In hospitalised patient who develop respiratory symptoms and fever one should consider the diagnosis. The likelyhood increases when upon investigation symptoms are found of respiratory insufficiency, purulent secretions, newly developed infiltrate on the chest X-Ray, and increasing leucocyte count. If pneumonia is suspected material from sputum or tracheal aspirates are sent for cultures. In case of pleural effusion thoracentesis is performed for examination of pleural fluid. Ventilator associated pneumonia refers to pneumonia arising in patients who have stayed on a ventilator for more than 48–72 hours. Additionally, patients with health-care associated pneumonia who may require intubation should be treated as ventilator associated pneumonia. In suspected ventilator-associated pneumonia it has been suggested that bronchoscopy(BAL) is necessary because of the known risks surrounding clinical diagnoses.

Diagnostic Criteria of Hospital Acquired Pneumonia

Community acquired pneumonia should be distinguished from healthcare-associated pneumonia as these diseases have different causative organism, prognosis, diagnostic and treatment guidelines. According to the Infectious Diseases Society of America and the American Thoracic Society healthcare-associated pneumonia includes any patient who meet the below criteria [1]
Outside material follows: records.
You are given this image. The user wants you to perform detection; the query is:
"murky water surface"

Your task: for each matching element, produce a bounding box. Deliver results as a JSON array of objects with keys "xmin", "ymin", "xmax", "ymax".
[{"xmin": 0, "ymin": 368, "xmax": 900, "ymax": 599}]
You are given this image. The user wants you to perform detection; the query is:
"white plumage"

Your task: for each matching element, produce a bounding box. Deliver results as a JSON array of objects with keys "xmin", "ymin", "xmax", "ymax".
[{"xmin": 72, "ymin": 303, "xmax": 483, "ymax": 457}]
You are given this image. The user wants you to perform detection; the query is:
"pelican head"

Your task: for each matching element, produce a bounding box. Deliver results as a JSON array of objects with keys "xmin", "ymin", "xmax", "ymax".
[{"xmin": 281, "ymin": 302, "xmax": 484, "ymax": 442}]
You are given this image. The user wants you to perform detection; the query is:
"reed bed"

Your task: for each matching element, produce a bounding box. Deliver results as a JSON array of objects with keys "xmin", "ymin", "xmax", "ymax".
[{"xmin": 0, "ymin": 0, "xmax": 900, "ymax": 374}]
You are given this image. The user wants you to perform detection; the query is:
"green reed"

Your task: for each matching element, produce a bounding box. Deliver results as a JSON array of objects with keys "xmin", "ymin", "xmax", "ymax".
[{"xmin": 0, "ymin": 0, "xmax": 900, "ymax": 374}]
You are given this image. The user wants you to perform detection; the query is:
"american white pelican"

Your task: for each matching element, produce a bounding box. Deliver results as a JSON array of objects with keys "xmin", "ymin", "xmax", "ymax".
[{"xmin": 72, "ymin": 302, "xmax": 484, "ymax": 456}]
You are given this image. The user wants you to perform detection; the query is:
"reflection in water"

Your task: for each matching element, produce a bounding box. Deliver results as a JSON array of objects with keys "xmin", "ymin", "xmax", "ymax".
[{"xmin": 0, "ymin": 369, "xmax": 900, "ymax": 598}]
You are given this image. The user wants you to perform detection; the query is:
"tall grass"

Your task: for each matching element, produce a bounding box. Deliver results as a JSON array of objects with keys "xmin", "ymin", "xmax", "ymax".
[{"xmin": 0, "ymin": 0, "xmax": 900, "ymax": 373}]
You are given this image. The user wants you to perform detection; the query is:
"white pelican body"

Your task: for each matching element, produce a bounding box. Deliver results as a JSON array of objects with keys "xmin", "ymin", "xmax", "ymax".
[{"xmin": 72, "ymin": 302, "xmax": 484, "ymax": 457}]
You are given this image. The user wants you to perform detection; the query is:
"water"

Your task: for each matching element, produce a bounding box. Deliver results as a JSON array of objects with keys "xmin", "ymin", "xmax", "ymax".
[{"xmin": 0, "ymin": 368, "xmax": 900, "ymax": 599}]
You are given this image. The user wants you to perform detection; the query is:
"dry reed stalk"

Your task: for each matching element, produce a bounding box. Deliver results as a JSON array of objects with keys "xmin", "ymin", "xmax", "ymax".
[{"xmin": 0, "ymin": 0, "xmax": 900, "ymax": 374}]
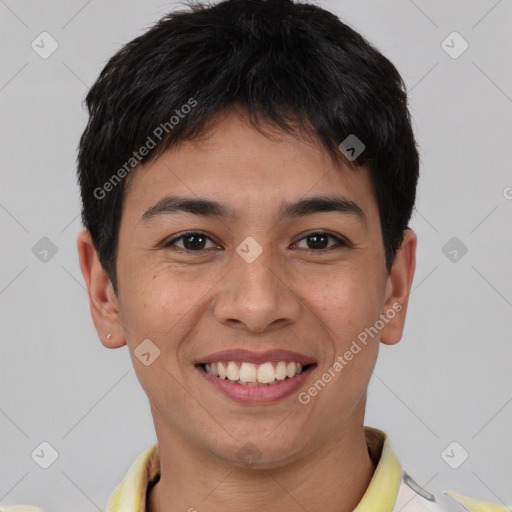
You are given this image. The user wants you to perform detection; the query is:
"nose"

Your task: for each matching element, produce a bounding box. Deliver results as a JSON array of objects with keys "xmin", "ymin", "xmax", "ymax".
[{"xmin": 213, "ymin": 247, "xmax": 302, "ymax": 332}]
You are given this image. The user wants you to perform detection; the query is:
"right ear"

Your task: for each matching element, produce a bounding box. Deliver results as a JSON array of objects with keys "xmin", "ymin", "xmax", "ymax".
[{"xmin": 77, "ymin": 229, "xmax": 126, "ymax": 348}]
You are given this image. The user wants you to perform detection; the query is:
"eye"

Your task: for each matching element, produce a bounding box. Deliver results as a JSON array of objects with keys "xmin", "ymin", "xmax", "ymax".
[
  {"xmin": 295, "ymin": 231, "xmax": 349, "ymax": 252},
  {"xmin": 164, "ymin": 231, "xmax": 217, "ymax": 252}
]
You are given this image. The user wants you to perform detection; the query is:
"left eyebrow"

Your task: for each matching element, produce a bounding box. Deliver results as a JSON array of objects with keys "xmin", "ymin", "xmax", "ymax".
[{"xmin": 140, "ymin": 196, "xmax": 368, "ymax": 227}]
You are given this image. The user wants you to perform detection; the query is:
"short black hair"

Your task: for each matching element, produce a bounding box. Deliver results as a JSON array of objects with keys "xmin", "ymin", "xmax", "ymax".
[{"xmin": 78, "ymin": 0, "xmax": 419, "ymax": 294}]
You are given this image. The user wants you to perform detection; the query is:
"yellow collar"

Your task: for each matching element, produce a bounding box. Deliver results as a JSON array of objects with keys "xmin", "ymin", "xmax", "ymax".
[{"xmin": 106, "ymin": 427, "xmax": 401, "ymax": 512}]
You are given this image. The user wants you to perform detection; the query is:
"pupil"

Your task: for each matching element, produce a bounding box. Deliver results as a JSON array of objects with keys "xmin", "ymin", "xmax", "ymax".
[
  {"xmin": 183, "ymin": 235, "xmax": 204, "ymax": 250},
  {"xmin": 308, "ymin": 235, "xmax": 327, "ymax": 249}
]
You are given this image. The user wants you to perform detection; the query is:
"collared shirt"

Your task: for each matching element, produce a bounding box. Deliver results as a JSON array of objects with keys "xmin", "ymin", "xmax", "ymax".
[
  {"xmin": 0, "ymin": 427, "xmax": 511, "ymax": 512},
  {"xmin": 106, "ymin": 427, "xmax": 511, "ymax": 512}
]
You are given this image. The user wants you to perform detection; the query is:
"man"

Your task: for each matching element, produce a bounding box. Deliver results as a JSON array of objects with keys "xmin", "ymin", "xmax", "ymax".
[{"xmin": 71, "ymin": 0, "xmax": 507, "ymax": 512}]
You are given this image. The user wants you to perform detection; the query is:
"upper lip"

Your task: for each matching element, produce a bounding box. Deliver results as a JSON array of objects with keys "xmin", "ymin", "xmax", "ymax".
[{"xmin": 195, "ymin": 348, "xmax": 316, "ymax": 365}]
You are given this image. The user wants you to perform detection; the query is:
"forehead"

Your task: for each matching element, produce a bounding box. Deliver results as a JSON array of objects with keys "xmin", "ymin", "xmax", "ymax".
[{"xmin": 123, "ymin": 113, "xmax": 378, "ymax": 227}]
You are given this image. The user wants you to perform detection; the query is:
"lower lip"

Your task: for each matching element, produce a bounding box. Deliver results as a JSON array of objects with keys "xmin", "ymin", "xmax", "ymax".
[{"xmin": 197, "ymin": 365, "xmax": 315, "ymax": 404}]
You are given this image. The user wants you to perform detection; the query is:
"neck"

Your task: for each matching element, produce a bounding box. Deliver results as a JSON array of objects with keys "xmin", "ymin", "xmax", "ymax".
[{"xmin": 146, "ymin": 416, "xmax": 375, "ymax": 512}]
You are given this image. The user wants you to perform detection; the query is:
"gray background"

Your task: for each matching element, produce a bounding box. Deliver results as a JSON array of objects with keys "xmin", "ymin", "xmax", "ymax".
[{"xmin": 0, "ymin": 0, "xmax": 512, "ymax": 512}]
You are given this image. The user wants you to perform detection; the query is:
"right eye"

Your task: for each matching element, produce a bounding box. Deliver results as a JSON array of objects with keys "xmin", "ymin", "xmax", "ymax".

  • Hospitalized in an acute care hospital for 2 or more days within 90 days of the infection;
  • Resided in a nursing home or long-term care facility;
  • Received recent intravenous antibiotic therapy, chemotherapy, or wound care within the past 30 days of the current infection;
  • Attended a hospital or hemodialysis clinic

American Thoracic Society (ATS) and the Infectious Disease Society of America (IDSA) definitions of Hospital acquired pneumonia, ventilator-associated pneumonia, and health care associated pneumonia [2]

Hospital-Acquired Pneumonia (HAP)

HAP is defined as pneumonia that occurs 48 hours or more after admission, which was not incubating at the time of admission

Ventilator-associated pneumonia (VAP)

VAP refers to pneumonia that arises more than 48–72 hours after endotracheal intubation. Some patients may require intubation after developing severe HAP and should be managed similar to patients with VAP.

Healthcare-Associated Pneumonia (HCAP)

HCAP includes any patient who was hospitalized in an acute care hospital for two or more days within 90 days of the infection; resided in a nursing home or long-term care facility; received recent intravenous antibiotic therapy, chemotherapy, or wound care within the past 30 days of the current infection; or attended a hospital or hemodialysis clinic.

References

  1. Attridge RT, Frei CR (2011). "Health care-associated pneumonia: an evidence-based review". The American Journal of Medicine. 124 (8): 689–97. doi:10.1016/j.amjmed.2011.01.023. PMID 21663884. Retrieved 2012-09-02. Unknown parameter |month= ignored (help)
  2. "Guidelines for the management of adults with hospital-acquired, ventilator-associated, and healthcare-associated pneumonia". American Journal of Respiratory and Critical Care Medicine. 171 (4): 388–416. 2005. doi:10.1164/rccm.200405-644ST. PMID 15699079. Retrieved 2012-09-12. Unknown parameter |month= ignored (help)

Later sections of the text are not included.